La dotation au fonds numérique , dans le cadre du plan d'investissement pluriannuel en faveur du numérique, s'élèvera à 2,6 millions d'euros en 2017 pour la numérisation des oeuvres patrimoniales.

Enfin, 15,7 millions d'euros viendront abonder les fonds des collectivités territoriales d'aide à la production conformément au nouveau cadre conventionnel avec les régions, 8,6 millions d'euros contribueront au financement des écoles ENSMIS et CinéFabrique, 5,1 millions d'euros seront versés aux programmes européens en faveur du cinéma et de l'audiovisuel et 3,6 millions d'euros bénéficieront à diverses associations.
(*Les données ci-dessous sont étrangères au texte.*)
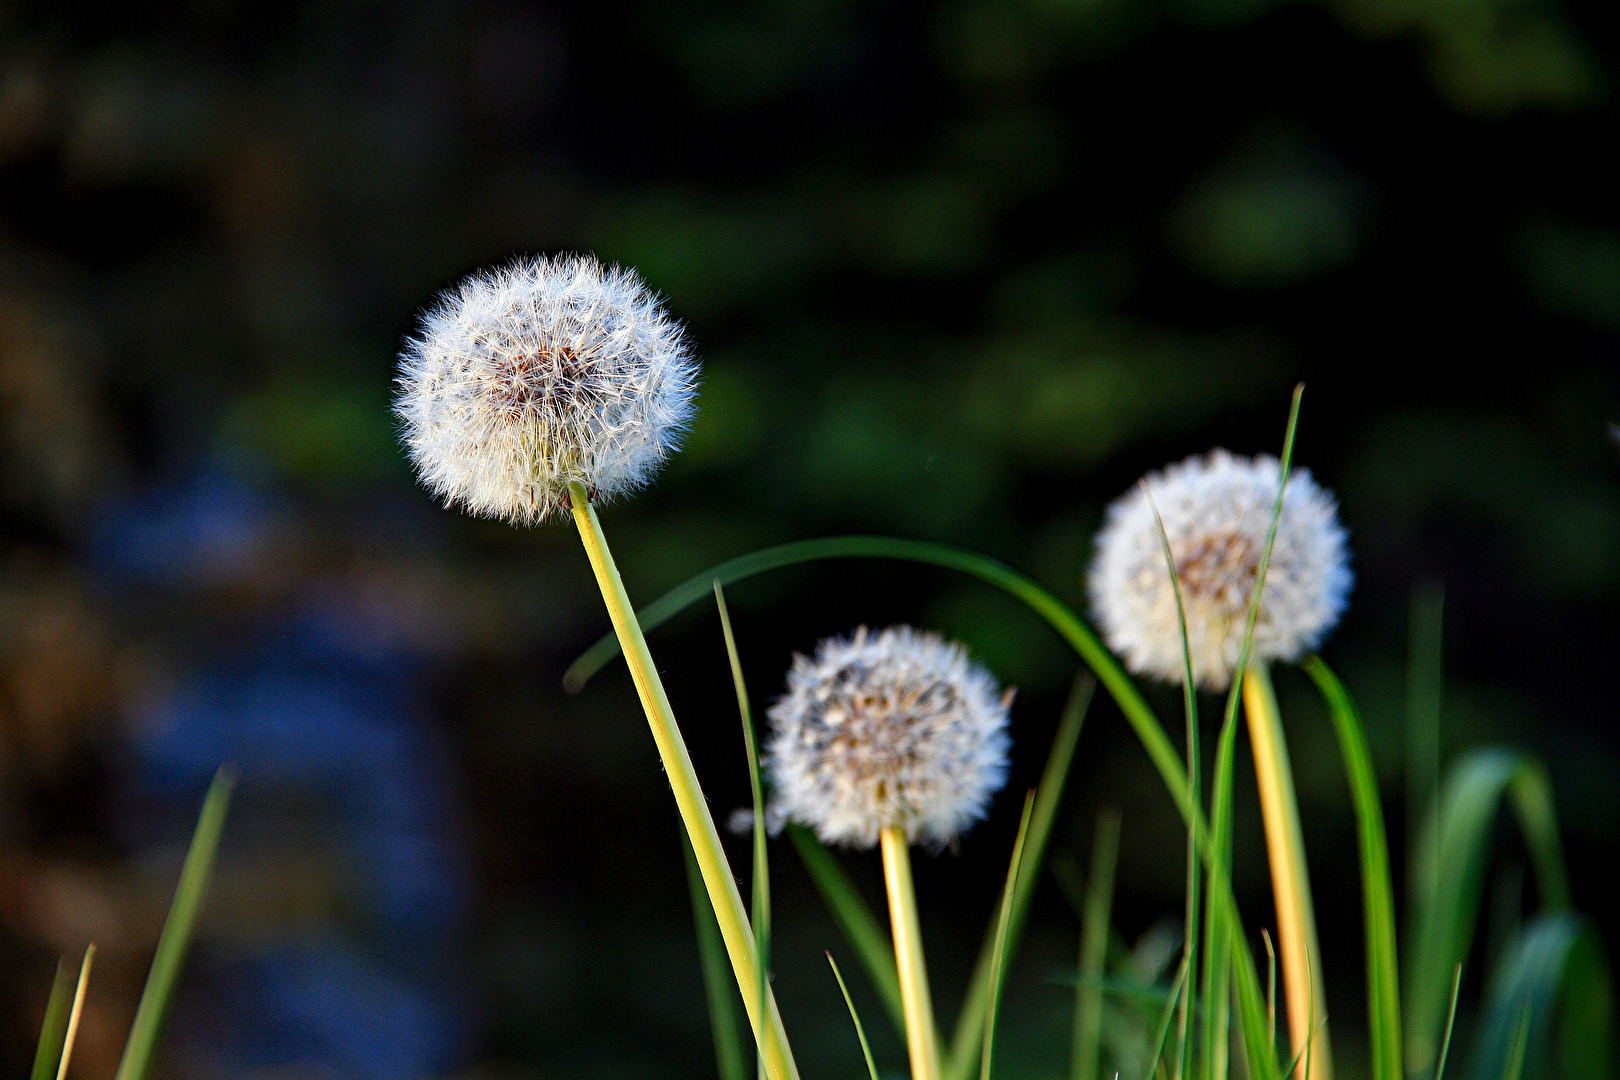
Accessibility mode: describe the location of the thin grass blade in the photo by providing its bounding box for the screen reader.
[1074,811,1121,1080]
[714,581,771,1077]
[1405,749,1574,1075]
[685,831,749,1080]
[948,674,1095,1080]
[31,960,75,1080]
[1499,1009,1531,1080]
[981,792,1037,1080]
[1435,964,1463,1080]
[55,945,95,1080]
[113,768,234,1080]
[1145,485,1202,1080]
[828,952,883,1080]
[1200,688,1241,1080]
[1143,958,1193,1080]
[1302,656,1402,1080]
[787,826,906,1035]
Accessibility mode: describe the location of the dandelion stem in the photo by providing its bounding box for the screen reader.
[568,484,799,1080]
[881,826,943,1080]
[1243,663,1331,1080]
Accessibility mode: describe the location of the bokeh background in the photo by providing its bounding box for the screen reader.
[3,1,1617,1077]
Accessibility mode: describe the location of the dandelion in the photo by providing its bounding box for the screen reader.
[396,255,798,1080]
[1088,448,1352,692]
[766,625,1012,1080]
[1090,446,1348,1080]
[765,625,1012,850]
[395,253,697,525]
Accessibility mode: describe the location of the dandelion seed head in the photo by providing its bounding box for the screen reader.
[764,625,1012,850]
[1088,449,1352,691]
[395,253,697,525]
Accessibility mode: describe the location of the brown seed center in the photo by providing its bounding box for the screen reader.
[486,345,595,419]
[1174,531,1260,600]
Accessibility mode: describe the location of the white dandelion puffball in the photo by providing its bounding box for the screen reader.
[1089,449,1352,691]
[765,626,1012,850]
[395,253,697,525]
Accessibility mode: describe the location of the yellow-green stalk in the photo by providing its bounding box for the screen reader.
[881,826,942,1080]
[570,485,799,1080]
[1243,663,1331,1080]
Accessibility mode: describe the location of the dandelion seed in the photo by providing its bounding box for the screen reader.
[395,253,698,525]
[764,626,1012,850]
[1089,449,1352,691]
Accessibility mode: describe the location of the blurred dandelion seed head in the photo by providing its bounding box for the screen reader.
[764,625,1012,850]
[1089,449,1352,691]
[395,253,698,525]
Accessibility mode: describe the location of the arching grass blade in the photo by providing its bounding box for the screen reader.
[828,952,883,1080]
[31,960,75,1080]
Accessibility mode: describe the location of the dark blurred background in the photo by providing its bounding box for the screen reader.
[2,1,1617,1078]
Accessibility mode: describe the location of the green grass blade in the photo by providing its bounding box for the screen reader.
[1498,1009,1531,1080]
[1405,749,1573,1075]
[947,674,1096,1080]
[982,792,1037,1080]
[1073,811,1121,1080]
[1144,958,1194,1080]
[113,768,234,1080]
[714,581,771,1078]
[685,830,749,1080]
[827,952,883,1080]
[1302,656,1402,1080]
[787,826,906,1037]
[31,960,75,1080]
[1464,914,1613,1080]
[1145,484,1202,1080]
[1435,964,1463,1080]
[1201,697,1240,1080]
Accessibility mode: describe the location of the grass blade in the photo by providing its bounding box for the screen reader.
[114,768,234,1080]
[1435,964,1463,1080]
[828,952,883,1080]
[1143,958,1193,1080]
[982,792,1037,1080]
[31,960,75,1080]
[1201,695,1240,1080]
[948,675,1096,1080]
[1074,811,1121,1080]
[1145,484,1202,1080]
[1302,656,1402,1080]
[1405,749,1573,1075]
[55,946,95,1080]
[685,831,749,1080]
[787,826,906,1037]
[1465,914,1613,1080]
[714,581,771,1078]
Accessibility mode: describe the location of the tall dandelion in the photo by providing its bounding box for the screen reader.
[1089,448,1352,1080]
[766,625,1013,1080]
[396,253,798,1080]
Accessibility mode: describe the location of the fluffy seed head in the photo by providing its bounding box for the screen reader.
[1088,449,1352,691]
[395,253,697,525]
[764,626,1012,850]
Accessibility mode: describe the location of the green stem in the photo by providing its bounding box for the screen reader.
[568,486,799,1080]
[1243,664,1331,1080]
[882,826,942,1080]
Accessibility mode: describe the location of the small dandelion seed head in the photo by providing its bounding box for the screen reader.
[394,253,698,525]
[1088,449,1353,691]
[764,625,1012,850]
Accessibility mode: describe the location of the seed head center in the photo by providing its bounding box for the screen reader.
[1175,531,1260,601]
[486,345,595,419]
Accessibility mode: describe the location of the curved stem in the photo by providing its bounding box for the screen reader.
[882,827,942,1080]
[569,486,799,1080]
[1243,664,1331,1080]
Outre l'engagement du CNC en faveur du service civique, les priorités pour 2016 en matière de dépenses porteront sur :

- le financement du « rebasage » des soutiens automatiques (principalement le soutien automatique audiovisuel) à hauteur de 11,2 millions d'euros ;

- la prise en charge, à hauteur de 3 millions d'euros, d'une partie des aides à la distribution des films en salles jusqu'alors financées dans le cadre du protocole d'accord signé entre Canal +, les organisations professionnelles du cinéma et le CNC. Le nouvel accord, conclu au mois de mai 2015, prévoit en effet un niveau de financement de Canal + à hauteur de 2 millions d'euros par an pour la période 2016-2019, contre 5 millions d'euros par an actuellement ;

- le transfert des dépenses de fonctionnement courant des archives françaises du film (AFF), actuellement prises en charge dans le cadre du plan numérique, sur les crédits de fonctionnement du CNC.

Le financement de ces priorités nécessitera de faire porter, en 2016, un effort global d'économie de 3 % sur les soutiens sélectifs. La répartition des mesures d'économies envisagées pourra faire l'objet d'ultimes ajustements dans le cadre du budget initial 2016, qui sera soumis au vote du conseil d'administration du CNC au mois de novembre.